Study design and population

Four cross-sectional analyses were conducted (two each for females and males) using the two rounds (2005–2006 and 2015–2016) of the National Family Health Survey of India.[35,36] These surveys were administered as part of the Demographic and Health Surveys (DHS) program, which has collected and disseminated nationally representative demographic and health and family welfare data in over 90 countries since 1984.[37] Response rates in 2005 were 95% for females and 87% for males, and in 2015 the response rates were 97% for females and 92% for males.[35,36] Technical details about the surveys including sampling design, sampling frame and sample implementations are published in analytical and final survey reports.[35-37] This study included 102 597 females (aged 18–49 y) in 2005, 593 151 females (18–49) in 2015, 59 593 males (18–49) in 2005 and 91 615 males (18–49) in 2015. Individuals who were aged <18 y were dropped from our analysis because they would not have been of legal driving age in India.[38] In addition, females who identified as pregnant were excluded from the analysis because pregnancy status could confound the obesity measure based on BMI. As less than 1% of cases had missing data, all cases with complete data were included.

Outcome variables

For the outcome variable, obesity, a BMI variable was included in the data sets based on height and weight measurements taken by trained staff.
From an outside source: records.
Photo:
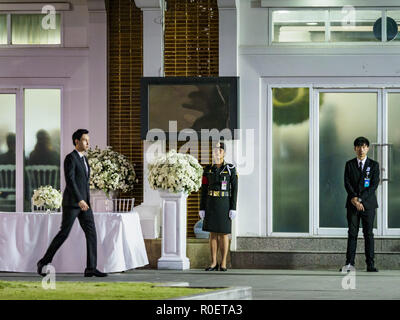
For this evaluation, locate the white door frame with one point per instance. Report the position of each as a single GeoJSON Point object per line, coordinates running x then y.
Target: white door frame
{"type": "Point", "coordinates": [316, 84]}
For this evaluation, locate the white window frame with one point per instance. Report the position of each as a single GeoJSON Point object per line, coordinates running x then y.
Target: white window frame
{"type": "Point", "coordinates": [9, 32]}
{"type": "Point", "coordinates": [325, 44]}
{"type": "Point", "coordinates": [19, 91]}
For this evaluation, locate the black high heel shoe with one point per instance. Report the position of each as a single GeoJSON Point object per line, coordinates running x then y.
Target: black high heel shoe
{"type": "Point", "coordinates": [215, 268]}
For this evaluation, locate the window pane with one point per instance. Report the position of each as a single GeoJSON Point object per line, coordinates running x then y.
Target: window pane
{"type": "Point", "coordinates": [299, 26]}
{"type": "Point", "coordinates": [393, 26]}
{"type": "Point", "coordinates": [290, 137]}
{"type": "Point", "coordinates": [338, 129]}
{"type": "Point", "coordinates": [3, 29]}
{"type": "Point", "coordinates": [28, 29]}
{"type": "Point", "coordinates": [394, 165]}
{"type": "Point", "coordinates": [7, 152]}
{"type": "Point", "coordinates": [42, 140]}
{"type": "Point", "coordinates": [345, 29]}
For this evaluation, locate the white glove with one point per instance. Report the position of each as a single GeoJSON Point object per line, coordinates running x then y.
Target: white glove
{"type": "Point", "coordinates": [202, 213]}
{"type": "Point", "coordinates": [232, 214]}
Height was assessed using a Seca 213 stadiometer (Seca; Medical Measuring Systems and Scales, Hamburg, Germany) and was accurate to the nearest 0.1 cm.[35,36] Weight was recorded using the Seca 874 digital scale with accuracy to within ±100 g.[35,36] BMI was calculated as weight in kg divided by height in m squared.[35,36] A dichotomous variable labeled obesity was defined as those individuals with a BMI ≥25 kg/m2, a level used with Indian.[23,24]

Independent variables

Vehicle ownership was defined in four categories as household ownership of at least one motorcycle/motor scooter (MC/MS), a car or both types of vehicles: MC/MS and car, with having no vehicle as the reference group. Other control variables included the age of the respondent, which we grouped into one of three categories (18–29, 30–39 or 40–49 y) for greater clarity in the bivariate χ2 tests and kept as a continuous variable for multivariate logistic regression analysis, a wealth index, urban/rural residence and education level of the respondent. The wealth index was categorized into the following quintiles: poorest, poorer, middle, richer and richest. The DHS program categorized households into these quintiles based on ownership of certain assets, house construction materials, and water and sanitation facility access.[39] Urban status was defined using the standard DHS format as residency in a capital city, a large city with a population of over 1 million, a small city with a population of over 50 000 and towns. Rural status was defined as residency in a countryside area.[40] Education was categorized by the DHS program as no education, primary, secondary and higher. Due to the small number of responses in the no education and primary education categories, these were then combined into one category called primary (or lower).

Statistical analysis

χ2 tests were conducted to analyze the relationship between the outcome variable of obesity status and the predictor variable of vehicle ownership in addition to the relationships between obesity status and age, wealth, setting and education. Multivariate logistic regression models were developed to estimate the association between obesity and the predictor variable of interest, vehicle ownership, while controlling for age, wealth, setting and education in adult Indian females and males. Predictor and other control variables were tested for multicollinearity by performing a linear regression and calculating the variance inflation factor. The results are presented in the form of ORs with 95% CIs. All analyses were performed in STATA/SE 15.1.[41]

Results

Vehicle ownership prevalence

Figure 1 highlights increases in household vehicle ownership among females (25% vs 41%) and males (26% vs 44%) from 2005 to 2016, respectively. Figure 2 displays Indian household vehicle ownership by the following categories for females and males in 2005 and 2015: none, MC/MS, car and both MC/MS and car. MC/MS ownership increased more among both females and males between 2005 and 2015 than other categories of vehicle ownership (20% vs 34% in females and 22% vs 36% in males).
Figure 1.

Indian household motor vehicle ownership (2005–2015)

Figure 2.

Indian household motor vehicle ownership by category (2005–2015)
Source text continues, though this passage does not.